Devstral 2: SWE-bench Verified Plus Cline Human Evals

Devstral 2 (123B) scores 72.2% on SWE-bench Verified and Devstral Small 2 (24B) scores 68.0%, both with a 256K context window.
Mistral paired the automated benchmark with independent human evaluations run through the Cline agent scaffold, reporting a 42.8% win rate and 28.6% loss rate for Devstral 2 against DeepSeek V3.2.
The launch ships the open-source Mistral Vibe CLI (Apache 2.0), a terminal coding agent powered by Devstral.

Overview

On 9 December 2025 Mistral released two coding models, Devstral 2 and Devstral Small 2, alongside an open-source command-line agent called Mistral Vibe CLI. The announcement leads with SWE-bench Verified numbers, which is standard for a coding launch. The more interesting part for anyone building evals is the second measurement Mistral ran: human reviewers scoring real tasks through a live agent harness.

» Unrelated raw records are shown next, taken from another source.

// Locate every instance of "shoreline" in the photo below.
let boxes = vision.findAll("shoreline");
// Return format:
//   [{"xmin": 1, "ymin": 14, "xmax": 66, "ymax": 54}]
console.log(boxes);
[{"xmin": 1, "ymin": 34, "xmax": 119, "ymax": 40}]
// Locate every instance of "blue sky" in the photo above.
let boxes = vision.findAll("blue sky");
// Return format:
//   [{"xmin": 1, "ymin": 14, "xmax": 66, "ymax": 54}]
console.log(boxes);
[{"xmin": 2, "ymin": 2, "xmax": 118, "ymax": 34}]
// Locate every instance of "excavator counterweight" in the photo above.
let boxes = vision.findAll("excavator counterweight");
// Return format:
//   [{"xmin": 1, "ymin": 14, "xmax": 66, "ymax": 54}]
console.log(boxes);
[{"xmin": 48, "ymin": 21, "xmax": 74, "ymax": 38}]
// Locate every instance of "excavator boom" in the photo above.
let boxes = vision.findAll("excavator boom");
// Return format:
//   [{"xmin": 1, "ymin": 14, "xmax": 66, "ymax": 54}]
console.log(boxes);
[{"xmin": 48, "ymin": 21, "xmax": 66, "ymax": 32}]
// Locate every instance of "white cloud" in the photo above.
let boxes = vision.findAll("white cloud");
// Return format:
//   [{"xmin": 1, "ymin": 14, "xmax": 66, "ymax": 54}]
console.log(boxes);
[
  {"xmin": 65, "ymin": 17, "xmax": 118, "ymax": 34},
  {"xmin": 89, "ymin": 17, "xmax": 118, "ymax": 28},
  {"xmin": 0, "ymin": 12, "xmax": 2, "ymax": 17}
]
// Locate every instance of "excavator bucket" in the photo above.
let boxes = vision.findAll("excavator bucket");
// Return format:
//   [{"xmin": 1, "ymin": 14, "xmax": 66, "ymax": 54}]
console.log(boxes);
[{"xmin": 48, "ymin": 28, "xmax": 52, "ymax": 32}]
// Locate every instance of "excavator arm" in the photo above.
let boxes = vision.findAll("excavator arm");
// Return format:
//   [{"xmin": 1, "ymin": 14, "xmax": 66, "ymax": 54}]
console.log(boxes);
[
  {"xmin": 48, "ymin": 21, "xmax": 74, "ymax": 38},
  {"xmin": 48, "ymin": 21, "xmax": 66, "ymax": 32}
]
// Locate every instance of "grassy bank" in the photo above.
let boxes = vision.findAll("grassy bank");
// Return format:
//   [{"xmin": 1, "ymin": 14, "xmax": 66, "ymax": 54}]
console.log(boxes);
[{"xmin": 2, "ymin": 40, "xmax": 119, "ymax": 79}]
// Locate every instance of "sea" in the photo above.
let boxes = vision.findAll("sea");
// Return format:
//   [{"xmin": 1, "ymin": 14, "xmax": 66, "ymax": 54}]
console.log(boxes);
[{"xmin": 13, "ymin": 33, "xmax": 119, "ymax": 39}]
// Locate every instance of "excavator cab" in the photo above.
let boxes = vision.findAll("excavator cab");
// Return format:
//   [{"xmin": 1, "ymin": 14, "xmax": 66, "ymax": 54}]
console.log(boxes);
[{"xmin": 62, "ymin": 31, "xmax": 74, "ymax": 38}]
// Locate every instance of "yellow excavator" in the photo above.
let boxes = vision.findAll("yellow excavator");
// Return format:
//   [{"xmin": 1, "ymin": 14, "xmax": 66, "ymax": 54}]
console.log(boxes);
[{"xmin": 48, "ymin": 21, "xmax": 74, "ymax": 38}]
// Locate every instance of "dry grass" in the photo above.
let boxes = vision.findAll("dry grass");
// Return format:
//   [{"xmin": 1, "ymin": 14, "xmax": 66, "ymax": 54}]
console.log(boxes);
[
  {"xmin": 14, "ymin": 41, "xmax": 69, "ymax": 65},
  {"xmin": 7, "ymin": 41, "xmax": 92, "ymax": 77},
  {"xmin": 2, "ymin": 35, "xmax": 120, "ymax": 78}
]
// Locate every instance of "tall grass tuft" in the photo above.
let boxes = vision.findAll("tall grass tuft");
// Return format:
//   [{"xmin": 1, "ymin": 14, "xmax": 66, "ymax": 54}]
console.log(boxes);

That pairing, one automated execution benchmark plus one human-judged head-to-head, is the structure worth studying. It is a practical template for how to assess generated code when a single leaderboard number is not enough.

What Mistral shipped

Devstral 2 is a 123B-parameter model under a modified MIT license. Devstral Small 2 is 24B parameters under Apache 2.0 and accepts image inputs, which lets it act inside multimodal agents that read screenshots or diagrams. Both carry a 256K context window, enough to hold a meaningful slice of a repository plus tool output across a multi-turn session.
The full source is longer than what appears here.